A static HTML page with a small JavaScript bundle. The codec WASM modules (jsquash JPEG, PNG, WebP) load on first use and run entirely in your browser tab. Files are read by FileReader / Blob APIs and stay in memory. The Network tab in DevTools confirms it — once codecs load, no further requests fire when you convert or download.

Frequently asked questions

Is my image uploaded anywhere?

No. Decoding and re-encoding both run via WebAssembly (jsquash) in your browser tab. Files are read by FileReader / Blob.arrayBuffer and stay in memory. Open DevTools → Network: no requests fire after the codec WASM downloads, and the codec downloads are anonymous static fetches without your image data.

Which formats are supported?

Source: JPG, PNG, WebP. Output: JPG, PNG, WebP. HEIC and AVIF are intentionally not supported in this version — HEIC requires a 700 KB libheif-js polyfill that bloats the bundle, and AVIF encode is heavy. If you need HEIC→JPG specifically, macOS Preview, Windows Photos, or the iCloud web app convert without an extra tool.

When should I convert to WebP?

WebP averages 25-35% smaller than JPG for the same visual quality, and supports both lossy (like JPG) and lossless (like PNG) modes. Every major browser supports it as of 2020. For website images, WebP is the default modern choice. Keep JPG copies if older email clients or third-party tools (Slack inline preview, some CMS imports) reject WebP.

When should I convert WebP to JPG?

When a downstream tool refuses WebP. Common cases: an older CMS, a printer driver, Adobe products on Windows 7-8, certain photo printers. Convert at quality 85-90 for visually-identical output.

What does the quality slider do?

For JPG and lossy WebP, it controls the encoder's quality factor (1–100). 85 is the conventional default — visually identical to the original for most photos, with a major size cut. Drop to 70 for thumbnails, push to 95+ for archival. PNG has no quality knob because it's lossless.

What is lossless WebP?

A second WebP mode that compresses without throwing away pixel data, like PNG. Larger than lossy WebP but still usually smaller than the equivalent PNG. Use it for logos, screenshots, line art — anything where you would have picked PNG over JPG.
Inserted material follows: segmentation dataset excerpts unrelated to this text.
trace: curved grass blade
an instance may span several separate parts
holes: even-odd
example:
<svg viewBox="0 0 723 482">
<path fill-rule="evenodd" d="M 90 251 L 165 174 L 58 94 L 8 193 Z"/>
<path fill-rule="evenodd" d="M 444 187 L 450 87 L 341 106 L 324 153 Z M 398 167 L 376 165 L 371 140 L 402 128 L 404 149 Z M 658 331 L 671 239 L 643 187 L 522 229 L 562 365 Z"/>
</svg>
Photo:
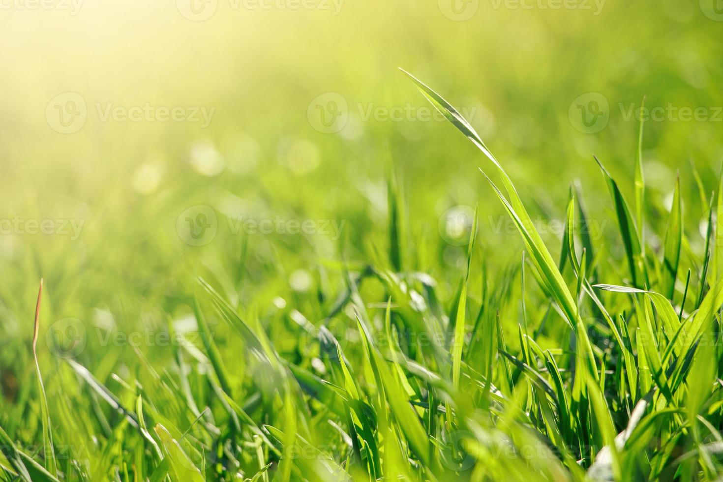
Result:
<svg viewBox="0 0 723 482">
<path fill-rule="evenodd" d="M 46 397 L 45 385 L 40 366 L 38 363 L 38 332 L 40 330 L 40 301 L 43 298 L 43 279 L 38 291 L 38 302 L 35 304 L 35 319 L 33 331 L 33 358 L 35 361 L 35 374 L 38 375 L 38 388 L 40 391 L 40 421 L 43 426 L 43 450 L 46 468 L 54 477 L 58 475 L 58 462 L 55 458 L 55 447 L 53 445 L 53 429 L 51 426 L 50 412 L 48 410 L 48 399 Z"/>
<path fill-rule="evenodd" d="M 663 280 L 661 292 L 669 299 L 673 298 L 675 292 L 675 280 L 677 277 L 678 263 L 680 260 L 680 244 L 683 241 L 683 220 L 680 208 L 680 178 L 675 181 L 673 191 L 673 205 L 665 230 L 665 249 L 663 259 Z"/>
</svg>

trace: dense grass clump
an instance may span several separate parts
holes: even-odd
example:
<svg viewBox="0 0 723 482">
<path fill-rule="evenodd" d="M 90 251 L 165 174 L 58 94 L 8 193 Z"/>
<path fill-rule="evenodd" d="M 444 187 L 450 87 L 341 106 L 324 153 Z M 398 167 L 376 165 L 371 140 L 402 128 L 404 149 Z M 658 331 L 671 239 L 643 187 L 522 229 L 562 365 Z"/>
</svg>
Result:
<svg viewBox="0 0 723 482">
<path fill-rule="evenodd" d="M 221 262 L 235 274 L 203 260 L 194 288 L 158 296 L 176 343 L 104 352 L 90 343 L 95 328 L 48 330 L 36 313 L 32 369 L 4 382 L 2 480 L 723 475 L 723 186 L 710 194 L 698 178 L 701 238 L 686 229 L 698 223 L 685 222 L 678 180 L 667 212 L 649 205 L 640 150 L 632 182 L 596 160 L 615 235 L 591 236 L 596 220 L 573 184 L 551 241 L 504 162 L 411 78 L 483 154 L 482 173 L 470 175 L 485 176 L 521 236 L 514 262 L 484 247 L 479 207 L 455 285 L 440 287 L 424 271 L 424 246 L 405 227 L 414 205 L 390 173 L 385 244 L 367 259 L 325 259 L 335 275 L 299 282 L 311 283 L 311 298 L 239 303 L 244 263 L 273 269 L 241 249 Z M 641 146 L 642 122 L 639 137 Z M 46 343 L 36 345 L 38 334 Z"/>
</svg>

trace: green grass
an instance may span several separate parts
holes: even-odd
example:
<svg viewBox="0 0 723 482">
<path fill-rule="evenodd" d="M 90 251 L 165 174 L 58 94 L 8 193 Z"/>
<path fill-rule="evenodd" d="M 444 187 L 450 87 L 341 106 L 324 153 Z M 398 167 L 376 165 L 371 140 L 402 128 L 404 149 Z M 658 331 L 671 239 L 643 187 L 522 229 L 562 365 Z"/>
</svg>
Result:
<svg viewBox="0 0 723 482">
<path fill-rule="evenodd" d="M 482 172 L 469 175 L 487 180 L 521 255 L 496 255 L 493 238 L 513 236 L 481 228 L 486 211 L 498 211 L 480 205 L 466 220 L 469 239 L 449 248 L 457 267 L 432 267 L 429 246 L 408 228 L 415 205 L 392 167 L 385 236 L 367 238 L 364 257 L 343 236 L 341 252 L 356 254 L 319 255 L 303 290 L 261 283 L 254 273 L 283 264 L 273 250 L 249 254 L 244 238 L 226 257 L 189 254 L 184 280 L 121 291 L 93 323 L 39 317 L 60 303 L 51 296 L 41 306 L 39 294 L 32 350 L 20 350 L 35 358 L 32 369 L 12 364 L 3 384 L 0 478 L 723 475 L 723 180 L 695 173 L 698 200 L 684 199 L 680 180 L 670 178 L 655 186 L 673 192 L 670 209 L 649 204 L 641 124 L 633 181 L 614 178 L 596 159 L 612 234 L 591 235 L 600 220 L 587 217 L 573 179 L 540 181 L 541 189 L 570 185 L 557 210 L 565 220 L 558 240 L 539 232 L 530 214 L 537 208 L 518 194 L 505 160 L 410 77 L 480 151 Z M 623 192 L 633 188 L 631 205 Z M 702 235 L 685 218 L 689 209 L 708 213 Z M 52 295 L 52 282 L 47 288 Z M 99 327 L 104 317 L 149 312 L 152 336 L 142 340 L 117 329 L 127 337 L 106 337 Z M 46 343 L 36 349 L 38 335 Z"/>
</svg>

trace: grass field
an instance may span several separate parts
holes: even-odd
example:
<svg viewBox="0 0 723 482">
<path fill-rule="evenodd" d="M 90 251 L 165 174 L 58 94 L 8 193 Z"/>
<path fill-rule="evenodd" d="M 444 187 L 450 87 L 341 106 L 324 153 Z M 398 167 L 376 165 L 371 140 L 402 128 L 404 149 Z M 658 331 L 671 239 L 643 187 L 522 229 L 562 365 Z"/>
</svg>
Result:
<svg viewBox="0 0 723 482">
<path fill-rule="evenodd" d="M 0 480 L 723 477 L 715 1 L 0 7 Z"/>
</svg>

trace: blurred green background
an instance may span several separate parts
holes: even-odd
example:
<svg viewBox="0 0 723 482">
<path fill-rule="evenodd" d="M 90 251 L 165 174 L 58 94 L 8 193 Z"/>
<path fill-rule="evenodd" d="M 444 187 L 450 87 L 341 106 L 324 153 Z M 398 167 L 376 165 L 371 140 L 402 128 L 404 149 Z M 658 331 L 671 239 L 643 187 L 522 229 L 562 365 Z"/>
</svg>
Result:
<svg viewBox="0 0 723 482">
<path fill-rule="evenodd" d="M 388 263 L 390 172 L 406 199 L 408 266 L 441 293 L 450 296 L 463 271 L 466 207 L 479 205 L 489 268 L 518 262 L 521 243 L 500 231 L 508 222 L 478 171 L 487 161 L 429 119 L 398 66 L 469 114 L 541 220 L 562 217 L 578 178 L 589 217 L 607 223 L 599 236 L 617 240 L 592 155 L 631 196 L 643 95 L 664 111 L 646 124 L 649 220 L 659 222 L 676 170 L 684 197 L 698 199 L 690 161 L 714 186 L 723 14 L 714 0 L 194 1 L 1 4 L 7 400 L 30 373 L 41 276 L 46 327 L 72 317 L 88 330 L 162 327 L 188 315 L 197 274 L 234 304 L 306 307 L 317 321 L 341 288 L 339 262 Z M 198 218 L 204 206 L 215 222 Z M 277 218 L 315 228 L 265 234 L 236 223 Z M 49 233 L 29 233 L 33 220 L 36 231 L 50 220 Z M 201 225 L 215 233 L 192 246 L 188 230 Z M 559 233 L 542 231 L 557 252 Z M 601 256 L 622 259 L 612 244 L 620 252 Z M 88 337 L 83 361 L 107 374 L 121 352 L 104 350 L 99 366 L 98 341 Z"/>
</svg>

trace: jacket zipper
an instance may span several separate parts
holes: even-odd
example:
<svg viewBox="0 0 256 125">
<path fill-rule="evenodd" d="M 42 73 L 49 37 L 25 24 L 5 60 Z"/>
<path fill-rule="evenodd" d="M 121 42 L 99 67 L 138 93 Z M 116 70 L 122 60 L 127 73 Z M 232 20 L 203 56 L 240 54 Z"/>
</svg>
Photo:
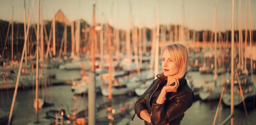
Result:
<svg viewBox="0 0 256 125">
<path fill-rule="evenodd" d="M 134 118 L 134 116 L 135 116 L 135 112 L 134 111 L 134 116 L 132 116 L 132 118 L 131 118 L 131 121 L 133 121 L 133 119 Z"/>
</svg>

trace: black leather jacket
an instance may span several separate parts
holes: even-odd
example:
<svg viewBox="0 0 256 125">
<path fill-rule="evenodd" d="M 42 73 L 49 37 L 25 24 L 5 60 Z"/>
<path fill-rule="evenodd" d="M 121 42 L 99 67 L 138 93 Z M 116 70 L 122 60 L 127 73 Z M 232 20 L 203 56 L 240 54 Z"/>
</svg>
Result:
<svg viewBox="0 0 256 125">
<path fill-rule="evenodd" d="M 141 96 L 134 106 L 135 113 L 138 117 L 140 112 L 144 109 L 151 114 L 152 125 L 180 125 L 184 116 L 184 113 L 189 108 L 194 100 L 194 94 L 187 84 L 185 76 L 179 79 L 180 85 L 177 92 L 169 92 L 166 100 L 163 104 L 155 102 L 150 105 L 150 99 L 160 84 L 165 84 L 166 80 L 160 78 L 154 80 L 149 87 Z M 145 121 L 145 125 L 150 125 Z"/>
</svg>

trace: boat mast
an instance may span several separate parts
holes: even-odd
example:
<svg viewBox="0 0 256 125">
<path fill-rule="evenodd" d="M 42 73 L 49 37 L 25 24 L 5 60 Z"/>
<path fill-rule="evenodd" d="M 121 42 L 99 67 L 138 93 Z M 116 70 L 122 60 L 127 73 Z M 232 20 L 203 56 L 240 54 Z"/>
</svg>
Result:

Does it preserve transparency?

Yes for PNG and WebP. JPG has no alpha channel, so converting a transparent PNG to JPG flattens the transparency against black (the encoder default). Convert to WebP instead if you need transparency.

Does it preserve EXIF and other metadata?

No — re-encoding through jsquash strips all metadata (EXIF, ICC profiles, XMP). Use the [EXIF Viewer & Stripper](/exif-viewer/) if you specifically want to remove metadata from an existing image without re-encoding the pixels.

Can I batch convert hundreds of files?

Yes. Drop many files, hit Convert all, and the tool processes two at a time concurrently. Download-all packages every successful result into a zip. The browser is the only memory ceiling — modern desktops handle 50-100 typical photos without trouble.

Is the image converter really free?

Yes. No signup, no account, no ads, no telemetry on your input. The source is on the project repository.